Stone's Public House takes its name from original owner John Stone, who was a very bad man according to one paranormal expert. After speaking with the six to seven spirits who allegedly live at the bar, ghost whisperer Ralph Bibbo claimed they told him Stone killed a boarder who won big in a card game in 1845. He then forced the few witnesses to help him bury the guy in the basement, and made them all promise to take the secret to their graves. But they must have felt guilty, because they never went to their graves. Instead, they float around the bar, making occasional ruckuses and silently judging your drink order.
Plenty of patrons could tell you about the weird mists that show up in selfies they snapped, or the ghostly gangster they swear they saw at the bar, but nothing will scare you more than the Tonic Room's actual history. Members of the Irish North Side Gang frequented the bar in the 1920s before clearing out to make way for the American chapter of Golden Dawn. For those unaware, Golden Dawn is not a forgotten easy-listening jam: it's a secret society that's big on ancient Egyptian symbols and also human sacrifice. In fact, a girl who went with her father to one of these Golden Dawn meetings in the '30s swears she witnessed a ritual killing in the Tonic Room basement. After the murder cult left, a dude named Frederic De’Arechaga turned the space into an occult store in the '60s. He claimed to be a male witch, because of course he did.
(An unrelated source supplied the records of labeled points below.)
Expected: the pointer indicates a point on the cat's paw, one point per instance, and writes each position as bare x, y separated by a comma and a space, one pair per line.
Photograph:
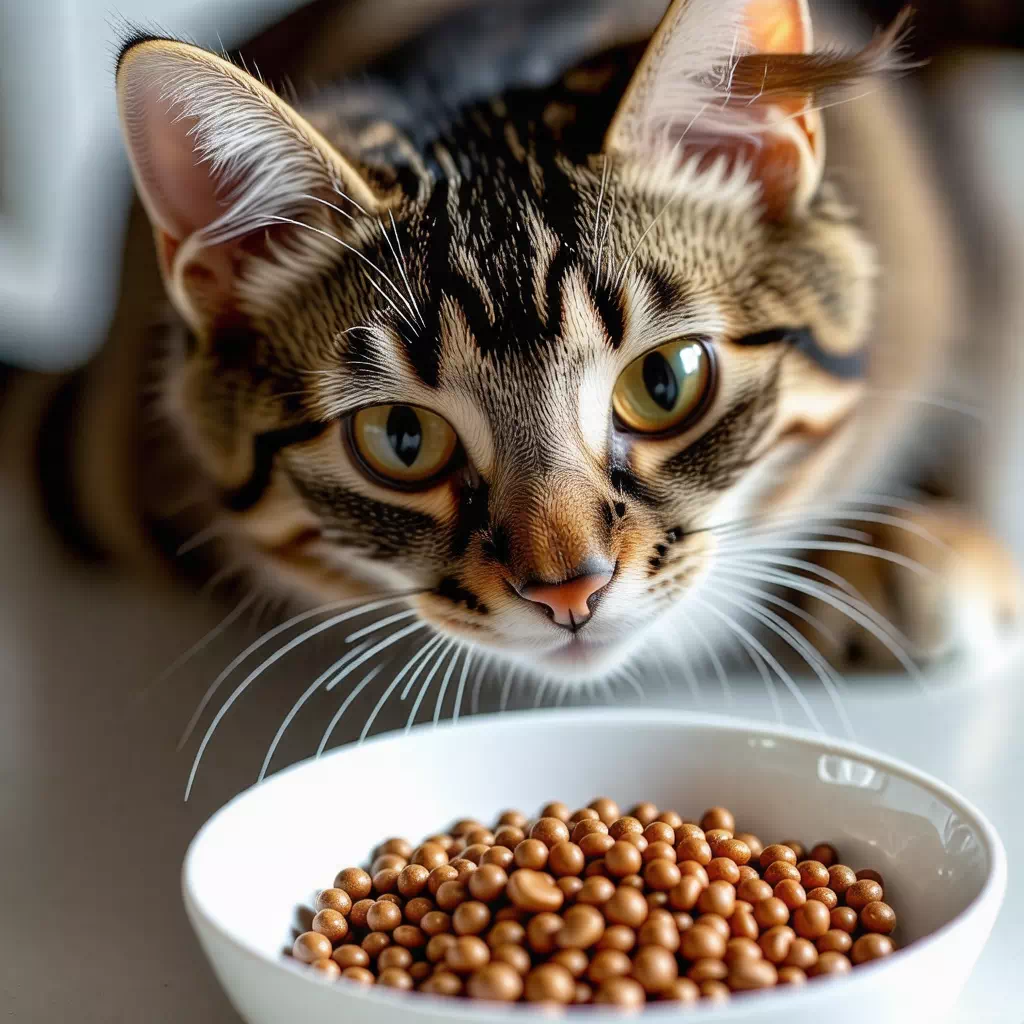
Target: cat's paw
945, 590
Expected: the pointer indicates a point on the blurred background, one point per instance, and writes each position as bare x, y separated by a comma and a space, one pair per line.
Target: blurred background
91, 819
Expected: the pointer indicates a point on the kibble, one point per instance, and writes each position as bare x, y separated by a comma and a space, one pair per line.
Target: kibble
590, 905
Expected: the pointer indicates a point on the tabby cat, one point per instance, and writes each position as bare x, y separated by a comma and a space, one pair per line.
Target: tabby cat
563, 336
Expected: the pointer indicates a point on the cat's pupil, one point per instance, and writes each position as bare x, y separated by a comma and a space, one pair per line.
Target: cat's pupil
404, 433
660, 381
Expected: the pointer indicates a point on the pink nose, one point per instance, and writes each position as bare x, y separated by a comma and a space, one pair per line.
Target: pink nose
569, 602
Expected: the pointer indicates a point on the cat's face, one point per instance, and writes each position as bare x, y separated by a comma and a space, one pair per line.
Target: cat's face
528, 393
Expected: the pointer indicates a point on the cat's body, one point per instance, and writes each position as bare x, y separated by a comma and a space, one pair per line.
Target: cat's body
507, 282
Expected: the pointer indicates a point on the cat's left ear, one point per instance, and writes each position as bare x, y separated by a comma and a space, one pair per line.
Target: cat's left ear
222, 165
738, 80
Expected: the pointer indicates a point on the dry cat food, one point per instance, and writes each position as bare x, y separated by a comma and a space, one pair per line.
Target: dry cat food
595, 906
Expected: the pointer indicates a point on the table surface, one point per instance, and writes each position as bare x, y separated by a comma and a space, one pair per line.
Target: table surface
92, 822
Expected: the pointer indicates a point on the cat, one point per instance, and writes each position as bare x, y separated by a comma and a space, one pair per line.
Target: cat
553, 341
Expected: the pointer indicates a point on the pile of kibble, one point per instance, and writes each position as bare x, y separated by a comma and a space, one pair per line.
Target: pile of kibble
593, 906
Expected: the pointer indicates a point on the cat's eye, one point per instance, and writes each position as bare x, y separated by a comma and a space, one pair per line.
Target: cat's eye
406, 445
665, 389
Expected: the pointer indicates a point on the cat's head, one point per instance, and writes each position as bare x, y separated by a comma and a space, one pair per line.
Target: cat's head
523, 381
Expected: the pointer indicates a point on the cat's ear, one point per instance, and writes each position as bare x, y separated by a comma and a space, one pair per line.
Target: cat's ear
739, 80
220, 163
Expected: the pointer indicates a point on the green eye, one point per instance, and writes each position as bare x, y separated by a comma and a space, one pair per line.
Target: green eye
665, 388
403, 444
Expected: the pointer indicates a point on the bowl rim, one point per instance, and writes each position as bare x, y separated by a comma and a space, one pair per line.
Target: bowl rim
992, 889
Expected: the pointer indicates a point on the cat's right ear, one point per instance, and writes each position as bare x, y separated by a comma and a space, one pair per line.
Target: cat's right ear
219, 162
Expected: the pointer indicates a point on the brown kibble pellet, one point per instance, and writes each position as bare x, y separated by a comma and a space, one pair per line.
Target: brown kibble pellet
394, 956
845, 919
741, 948
497, 982
606, 809
451, 894
747, 975
467, 953
719, 897
722, 868
470, 918
753, 844
621, 992
607, 964
682, 990
541, 932
627, 906
876, 916
754, 891
776, 943
516, 956
442, 983
645, 813
487, 883
700, 941
825, 853
791, 893
771, 911
509, 837
550, 832
410, 936
334, 899
358, 974
393, 977
829, 963
780, 871
792, 976
803, 953
811, 921
777, 852
334, 926
715, 991
708, 969
841, 878
824, 895
438, 946
583, 926
812, 873
862, 893
431, 855
870, 946
835, 940
500, 856
692, 848
350, 955
375, 943
655, 969
718, 817
383, 916
355, 882
311, 946
658, 832
574, 961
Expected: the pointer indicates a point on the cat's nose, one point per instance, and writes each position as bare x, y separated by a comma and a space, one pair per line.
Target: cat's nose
571, 602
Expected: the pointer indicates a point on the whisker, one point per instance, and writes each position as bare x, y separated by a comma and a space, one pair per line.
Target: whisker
461, 691
438, 660
439, 704
784, 676
333, 724
259, 670
265, 639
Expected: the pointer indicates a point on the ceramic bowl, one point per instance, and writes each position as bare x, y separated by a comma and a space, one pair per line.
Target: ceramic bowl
262, 857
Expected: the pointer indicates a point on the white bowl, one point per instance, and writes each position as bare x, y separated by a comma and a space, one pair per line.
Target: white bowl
271, 848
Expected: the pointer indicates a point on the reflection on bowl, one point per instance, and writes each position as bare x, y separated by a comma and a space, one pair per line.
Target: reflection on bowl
943, 864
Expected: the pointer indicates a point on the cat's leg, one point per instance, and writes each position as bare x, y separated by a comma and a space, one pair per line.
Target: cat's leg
958, 598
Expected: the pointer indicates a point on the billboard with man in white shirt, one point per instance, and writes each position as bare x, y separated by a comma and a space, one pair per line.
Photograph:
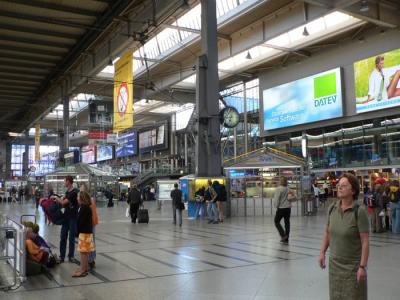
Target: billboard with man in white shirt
377, 82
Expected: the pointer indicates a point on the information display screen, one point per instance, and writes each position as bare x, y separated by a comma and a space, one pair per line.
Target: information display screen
377, 82
127, 144
310, 99
104, 152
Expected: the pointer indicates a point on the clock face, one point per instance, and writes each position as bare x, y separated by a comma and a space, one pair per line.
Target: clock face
230, 117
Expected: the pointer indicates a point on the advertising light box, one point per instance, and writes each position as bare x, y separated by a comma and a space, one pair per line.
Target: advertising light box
104, 153
310, 99
127, 144
377, 84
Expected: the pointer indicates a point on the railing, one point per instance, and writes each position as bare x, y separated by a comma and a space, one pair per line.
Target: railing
12, 250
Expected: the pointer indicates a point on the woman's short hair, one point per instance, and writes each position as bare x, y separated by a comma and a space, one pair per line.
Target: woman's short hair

Let us begin this tale like basically every ghost story you told at sleepaway camp: with a pair of drifters. Two men showed up at the tavern in the 1720s looking for a room for the night. The next day, the owners found one dead by the fireplace and the other completely vanished. A specter now chills by the fireplace, daring people to solve his freak death. There have also been encounters with a colonial-looking dude in the upstairs bathroom, and mysterious footsteps all over the place. Coincidentally, there's another White Horse Tavern in New York City with high ghost-hunter interest. It's where poet Dylan Thomas drank himself to death, and he still hasn't learned his lesson, as he occasionally pops up at his regular table.